FIGURE 5. Hazeliidae from the Burgess Shale (middle Cambrian, British Columbia, Canada). 1, Hamptoniella foliata ROM44283, with sub-longitudinal array of spicule tracts and irregular cross-branching and reticulation; 2, Hazelia palmata ROM56247, distal part of large frondose specimen showing continuation of spicule tracts beyond margin; 3, ROM6l9l2, an undetermined hazeliid with a moderately thick, but disorganised wall and no reticulation; 4-5, ROM53578, new taxon described as Crumillospongia frondosa (Rigby and Collins, 2004) but showing echinating spicule tracts incompatible with that genus, visible in both cross-polarised (4) and low-angle light (5); 6-7, Hazelia delicatula ROM56258, with detail of upper right region (7) showing reticulate skeleton. Scale bars equal: 1, 6: 5 mm; 2, 4-5, 7: 1 mm; 3: 10 mm.

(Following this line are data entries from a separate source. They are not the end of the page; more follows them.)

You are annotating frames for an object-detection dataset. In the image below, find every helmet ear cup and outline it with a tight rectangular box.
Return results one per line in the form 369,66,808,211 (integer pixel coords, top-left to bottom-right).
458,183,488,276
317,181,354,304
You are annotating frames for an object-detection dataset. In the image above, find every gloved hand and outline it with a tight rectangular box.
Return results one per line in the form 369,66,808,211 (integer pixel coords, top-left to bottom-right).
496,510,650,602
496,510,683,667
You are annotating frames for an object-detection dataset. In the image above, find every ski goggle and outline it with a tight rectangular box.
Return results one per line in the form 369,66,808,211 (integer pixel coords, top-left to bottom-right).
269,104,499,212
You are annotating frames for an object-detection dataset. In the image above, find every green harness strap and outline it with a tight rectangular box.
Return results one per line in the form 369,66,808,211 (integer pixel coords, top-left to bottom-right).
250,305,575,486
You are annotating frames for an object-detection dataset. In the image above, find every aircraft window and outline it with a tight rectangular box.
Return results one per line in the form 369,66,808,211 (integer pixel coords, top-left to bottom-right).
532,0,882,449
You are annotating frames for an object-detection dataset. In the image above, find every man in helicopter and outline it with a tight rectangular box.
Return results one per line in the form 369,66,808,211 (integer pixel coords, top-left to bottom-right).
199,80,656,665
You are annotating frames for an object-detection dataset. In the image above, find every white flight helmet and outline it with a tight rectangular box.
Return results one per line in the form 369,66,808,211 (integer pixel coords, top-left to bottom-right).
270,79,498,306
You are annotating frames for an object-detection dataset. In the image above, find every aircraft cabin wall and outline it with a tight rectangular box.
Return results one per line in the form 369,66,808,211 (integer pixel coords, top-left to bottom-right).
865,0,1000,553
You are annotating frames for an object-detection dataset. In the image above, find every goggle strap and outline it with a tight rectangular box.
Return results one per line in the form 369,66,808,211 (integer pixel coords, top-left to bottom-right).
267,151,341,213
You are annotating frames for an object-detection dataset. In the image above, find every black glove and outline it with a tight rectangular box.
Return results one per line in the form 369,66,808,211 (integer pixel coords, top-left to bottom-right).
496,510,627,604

FIGURE 6. Members of the vauxiid-anthaspidellid complex, from the Burgess Shale (middle Cambrian, British Columbia, Canada). 1, detail of Hazelia conferta ROM56253, with sub-regular reticulation of primary skeleton; 2,4, Vauxia cf. bellula ROM6l 9l l, showing regular hexagonal (pseudo-rectangular) reticulation of longitudinal columns, lateral parts complicated by superposition of the dermal layer, and detail (4) showing framework composed of discrete, usually paired and sometimes misaligned spicules; 3, Vauxia bellula ROM 56243; 5, Fieldospongia bellilineata ROM53602, showing regular arrangement of single and double monaxons to form hexagonal (sub-rectangular) reticulation; 6, undescribed fragment of anthaspidellid lithistid on same slab as ROM44283, with more complex skeletal architecture. Scale bar equals 1 mm.
FIGURE 7. Phylogenetic hypothesis for the protomonaxonids, divided into two major groups: 1, large-spiculed taxa, including links to basal, hexactine-bearing sponges; 2, small-spiculed taxa with relationships to modern demosponge lineages. New genera A, B, and C are described briefly in the text. This reconstruction includes most of the genera described from Cambrian deposits, but a few poorly-understood or potentially problematic taxa are excluded. Vertical axis represents evolution; no scale of time or morphology is implied.
FIGURE 8. Schematic illustration showing primary skeletal development in protomonaxonids, referring to the most fundamental changes described in Figure 7.1, Group One (refers to Figure 7.1); 2, Group Two (refers to Figure 7.2).